72

6.7K 440 177
                                    

Seorang cewek dengan kepala menunduk mulai memasuki pelataran SMA Kalingga, banyak cacian untuknya namun telinganya bagai sudah tuli mendengar itu semua.

Masih berani beraninya sekolah disini...

Kamvungan!!

Najis ih...

Jangan deket deket ntar ketularan kumannya..

Ihhh lonte...

Kok dia masih sekolah sih?.

Arin menutup telinganya rapat rapat saat semua siswa dengan terang terangan membicarakan hal buruk tentangnya, walau terhalang biaya Arin tetap kekeh masuk sekolah meski hanya tinggal beberapa bulan lagi.

Lagipula pasti bapaknya pasti mengerti jikalau bersekolah disini adalah impiannya sejak dulu, jadi bapaknya pasti berusaha untuk melunasi biaya SPP Arin walau bekerja serabutan dan tak tentu gajinya.

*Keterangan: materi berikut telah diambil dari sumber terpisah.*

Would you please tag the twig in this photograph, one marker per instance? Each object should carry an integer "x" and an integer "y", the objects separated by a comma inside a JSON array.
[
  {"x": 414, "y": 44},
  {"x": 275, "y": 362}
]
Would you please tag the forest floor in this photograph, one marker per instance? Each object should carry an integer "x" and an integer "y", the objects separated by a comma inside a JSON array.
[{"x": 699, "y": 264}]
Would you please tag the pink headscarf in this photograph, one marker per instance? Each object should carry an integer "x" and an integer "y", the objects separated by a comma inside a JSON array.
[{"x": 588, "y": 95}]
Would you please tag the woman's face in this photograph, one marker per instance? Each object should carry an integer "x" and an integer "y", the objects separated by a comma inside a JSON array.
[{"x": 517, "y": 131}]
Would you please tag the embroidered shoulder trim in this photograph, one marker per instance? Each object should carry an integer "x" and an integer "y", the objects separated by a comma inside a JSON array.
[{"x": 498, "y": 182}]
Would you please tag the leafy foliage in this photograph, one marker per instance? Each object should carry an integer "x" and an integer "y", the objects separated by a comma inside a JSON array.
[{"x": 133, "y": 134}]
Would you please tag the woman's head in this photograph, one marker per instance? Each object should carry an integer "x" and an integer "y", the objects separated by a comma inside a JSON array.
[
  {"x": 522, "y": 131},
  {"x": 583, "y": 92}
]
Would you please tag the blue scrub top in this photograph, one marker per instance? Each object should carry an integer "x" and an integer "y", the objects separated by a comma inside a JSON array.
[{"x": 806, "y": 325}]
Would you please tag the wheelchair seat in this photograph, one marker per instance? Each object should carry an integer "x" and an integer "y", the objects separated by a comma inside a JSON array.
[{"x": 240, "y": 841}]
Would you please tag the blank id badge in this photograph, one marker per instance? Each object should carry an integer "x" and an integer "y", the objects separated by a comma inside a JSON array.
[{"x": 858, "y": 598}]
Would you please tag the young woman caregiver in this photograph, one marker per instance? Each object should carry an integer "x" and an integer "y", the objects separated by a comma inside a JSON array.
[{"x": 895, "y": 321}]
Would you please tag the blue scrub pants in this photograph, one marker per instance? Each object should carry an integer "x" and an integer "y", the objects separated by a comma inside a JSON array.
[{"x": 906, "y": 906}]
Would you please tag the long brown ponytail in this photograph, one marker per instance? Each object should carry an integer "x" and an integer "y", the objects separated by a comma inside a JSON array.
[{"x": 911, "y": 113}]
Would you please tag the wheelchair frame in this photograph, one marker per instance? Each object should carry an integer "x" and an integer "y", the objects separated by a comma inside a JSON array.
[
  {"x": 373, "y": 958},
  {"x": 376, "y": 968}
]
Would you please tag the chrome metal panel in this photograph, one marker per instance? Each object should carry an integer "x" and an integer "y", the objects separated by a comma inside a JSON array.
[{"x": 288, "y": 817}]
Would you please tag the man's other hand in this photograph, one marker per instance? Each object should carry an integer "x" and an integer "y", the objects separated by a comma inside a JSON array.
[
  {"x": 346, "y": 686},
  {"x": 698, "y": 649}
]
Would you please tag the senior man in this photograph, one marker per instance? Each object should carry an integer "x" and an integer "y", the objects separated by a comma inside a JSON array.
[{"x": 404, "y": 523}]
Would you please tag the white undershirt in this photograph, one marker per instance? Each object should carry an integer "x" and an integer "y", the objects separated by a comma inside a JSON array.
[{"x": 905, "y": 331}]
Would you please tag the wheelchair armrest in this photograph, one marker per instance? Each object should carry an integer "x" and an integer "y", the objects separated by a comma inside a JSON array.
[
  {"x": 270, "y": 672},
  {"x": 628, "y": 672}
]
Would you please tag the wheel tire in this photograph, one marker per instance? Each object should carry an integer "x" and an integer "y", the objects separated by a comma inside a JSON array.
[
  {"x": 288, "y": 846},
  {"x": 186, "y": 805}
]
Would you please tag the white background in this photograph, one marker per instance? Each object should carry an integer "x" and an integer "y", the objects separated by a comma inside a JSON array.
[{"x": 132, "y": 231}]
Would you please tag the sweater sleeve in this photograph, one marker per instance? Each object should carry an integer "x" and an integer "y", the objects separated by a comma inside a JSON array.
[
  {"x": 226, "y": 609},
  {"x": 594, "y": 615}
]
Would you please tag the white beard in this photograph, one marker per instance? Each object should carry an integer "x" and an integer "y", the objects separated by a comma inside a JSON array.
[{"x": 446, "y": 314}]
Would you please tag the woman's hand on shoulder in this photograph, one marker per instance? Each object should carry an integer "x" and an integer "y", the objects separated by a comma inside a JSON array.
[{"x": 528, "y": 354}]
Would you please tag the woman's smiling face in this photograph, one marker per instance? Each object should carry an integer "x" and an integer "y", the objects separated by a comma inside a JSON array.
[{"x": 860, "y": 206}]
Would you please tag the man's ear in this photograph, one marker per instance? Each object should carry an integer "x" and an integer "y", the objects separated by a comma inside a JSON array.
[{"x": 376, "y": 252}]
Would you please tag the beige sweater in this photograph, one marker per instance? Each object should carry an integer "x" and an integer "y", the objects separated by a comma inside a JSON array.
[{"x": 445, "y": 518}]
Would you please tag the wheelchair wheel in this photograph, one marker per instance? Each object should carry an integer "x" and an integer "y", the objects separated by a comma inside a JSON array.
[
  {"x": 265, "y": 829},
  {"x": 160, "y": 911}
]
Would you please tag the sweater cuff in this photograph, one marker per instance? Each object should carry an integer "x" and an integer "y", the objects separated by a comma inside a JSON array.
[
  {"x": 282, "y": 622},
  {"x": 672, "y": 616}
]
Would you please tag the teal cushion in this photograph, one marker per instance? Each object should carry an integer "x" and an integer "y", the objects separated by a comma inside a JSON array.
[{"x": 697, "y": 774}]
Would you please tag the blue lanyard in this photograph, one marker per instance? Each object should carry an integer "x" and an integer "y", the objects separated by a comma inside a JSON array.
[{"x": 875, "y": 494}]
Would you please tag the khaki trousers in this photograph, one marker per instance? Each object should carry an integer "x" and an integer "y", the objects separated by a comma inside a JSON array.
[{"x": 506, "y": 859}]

Saat memasuki koridor dia melihat Radya yang berjalan seorang diri, berbeda dengan dirinya yang di gunjing Radya justru di puji puji dan itu seketika membuat Arin sangat marah.

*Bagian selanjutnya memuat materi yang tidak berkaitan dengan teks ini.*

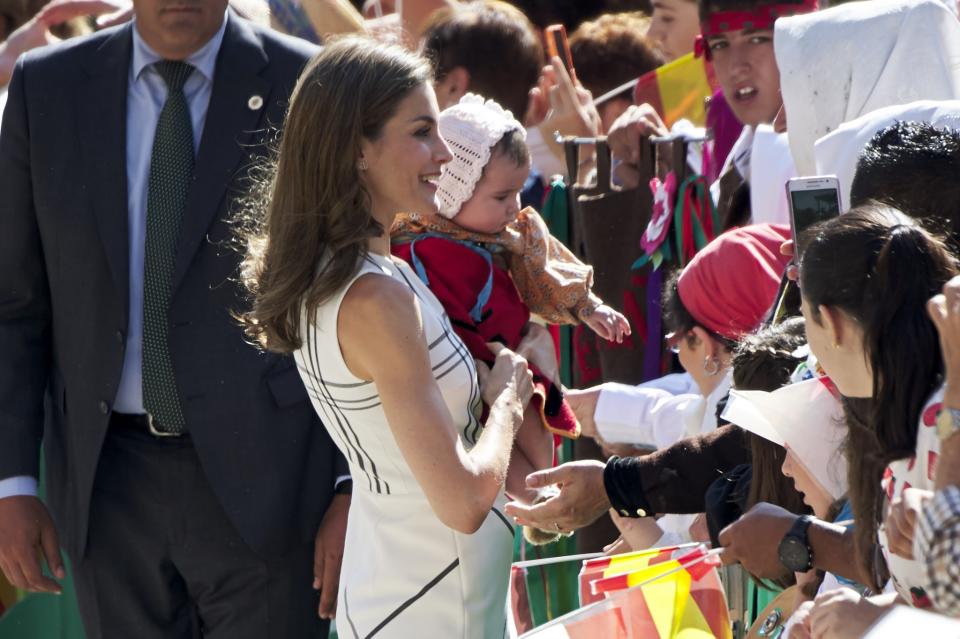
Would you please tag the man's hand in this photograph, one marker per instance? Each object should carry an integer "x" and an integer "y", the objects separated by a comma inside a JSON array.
[
  {"x": 581, "y": 501},
  {"x": 608, "y": 324},
  {"x": 640, "y": 533},
  {"x": 27, "y": 533},
  {"x": 328, "y": 554},
  {"x": 902, "y": 518},
  {"x": 843, "y": 614},
  {"x": 634, "y": 124},
  {"x": 754, "y": 539}
]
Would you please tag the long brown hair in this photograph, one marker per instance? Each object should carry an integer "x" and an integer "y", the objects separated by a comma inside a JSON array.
[
  {"x": 880, "y": 268},
  {"x": 308, "y": 221}
]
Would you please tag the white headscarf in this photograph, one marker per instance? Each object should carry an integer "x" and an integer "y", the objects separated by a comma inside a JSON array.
[
  {"x": 840, "y": 63},
  {"x": 837, "y": 153}
]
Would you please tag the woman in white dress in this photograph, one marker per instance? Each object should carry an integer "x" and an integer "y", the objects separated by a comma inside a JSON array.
[{"x": 428, "y": 548}]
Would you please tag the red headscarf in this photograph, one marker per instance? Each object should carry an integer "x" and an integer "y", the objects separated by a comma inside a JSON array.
[
  {"x": 761, "y": 17},
  {"x": 731, "y": 284}
]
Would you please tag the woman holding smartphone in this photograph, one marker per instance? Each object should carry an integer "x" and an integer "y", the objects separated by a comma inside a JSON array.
[{"x": 428, "y": 549}]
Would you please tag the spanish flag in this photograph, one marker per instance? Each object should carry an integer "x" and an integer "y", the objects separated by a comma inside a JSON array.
[
  {"x": 680, "y": 598},
  {"x": 622, "y": 564},
  {"x": 678, "y": 90}
]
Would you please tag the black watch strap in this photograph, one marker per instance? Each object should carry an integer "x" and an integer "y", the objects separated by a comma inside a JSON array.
[
  {"x": 793, "y": 540},
  {"x": 622, "y": 481}
]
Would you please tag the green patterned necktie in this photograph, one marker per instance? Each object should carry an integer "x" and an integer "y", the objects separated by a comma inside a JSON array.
[{"x": 171, "y": 171}]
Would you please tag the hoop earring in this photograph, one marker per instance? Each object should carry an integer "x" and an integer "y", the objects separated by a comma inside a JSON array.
[{"x": 711, "y": 366}]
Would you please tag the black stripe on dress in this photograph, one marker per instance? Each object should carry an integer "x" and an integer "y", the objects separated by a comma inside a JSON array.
[
  {"x": 353, "y": 452},
  {"x": 504, "y": 519},
  {"x": 342, "y": 421},
  {"x": 412, "y": 600}
]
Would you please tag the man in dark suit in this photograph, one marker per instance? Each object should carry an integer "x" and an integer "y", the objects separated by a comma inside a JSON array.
[{"x": 187, "y": 474}]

Tangan kecilnya mengepal erat, rasa ingin menyingkirkan Radya menggebu gebu di hatinya. Namun rasanya dia sudah kapok berurusan dengan orang orang kaya itu.

Telinganya seketika memerah mendengar pujian pujian yang di lontarkan untuk Radya, ingin dia berteriak bahwa tak ada gunanya memuji cewek jahat itu. Baginya Radya tak lebih dari seorang penjahat yang ingin menghancurkan hidupnya.

Segera dia mengambil langkah berlari, dengan sengaja Ia menabrak bahu Radya dari belakang hingga cewek cantik itu hampir tersungkur, dan langsung berlari menuju kelasnya walau di soraki beberapa siswa yang kebetulan melihat itu.

Radya melihat gadis kecil yang berlari menjauhinya dengan datar, tangannya menepuk nepuk bahunya sendiri seakan menghilangkan kuman kuman yang menempel.

"Najis." gumamnya lalu melangkah ke kelasnya sendiri.

Kembali pada Arin, cewek itu memasuki kelasnya dengan ragu melihat tatapan penuh kebencian dari semua teman sekelasnya kecuali kedua sahabatnya yang masih setia bersamanya hingga saat ini.

Hari sebelumnya para teman sekelasnya sudah ramai ramai protes ke guru agar memindahkan Arin ke kelas lain tapi kelas lain pun menolak, yang berarti Arin sudah tak di harapkan dimanapun.

Tapi para guru tak memindahkan Arin kemanapun dan masih pada kelas awal yang membuat beberapa siswa di kelas itu menelan kekesalannya bulat bulat.

Cewek itu duduk di bangkunya paling pojok, sendiri. Karena Bela dan Kavi ada di meja depannya berdua. Dia melamun jangan tanyakan betapa sakitnya hati Arin saat ini.

Dan saat ini dia masih menuduh Radya lah yang melakukan ini semua.

Seandainya dia tak berurusan dengan semua orang ini pasti hari ini dia bisa hidup tenang tanpa gangguan apapun, dan seandainya dia bisa menyingkirkan Radya saat itu.

Andai saja setelah kecelakaan itu Radya mati, pasti hari ini dia akan hidup lebih nyaman. Dan semua perlakuan buruk yang dia dapatkan ini akan setimpal dengan rasa senangnya.

Saat tengah melamun tiba tiba benak Arin terpikir nama seorang yang mungkin bisa dia ajak berkerjasama untuk menghancurkan Radya.

SADEWA?..

Arin tersenyum samar, dia berdiri lalu menepuk nepuk pundak Kavi membuat cewek itu menoleh. "Kenapa?." tanyanya.

"Aku mau nanya, Kavi."

"Apa?," tanya Kavi lagi menatap Arin intens.

Bela pun ikut menoleh ke belakang menatap Arin yang terlihat serius.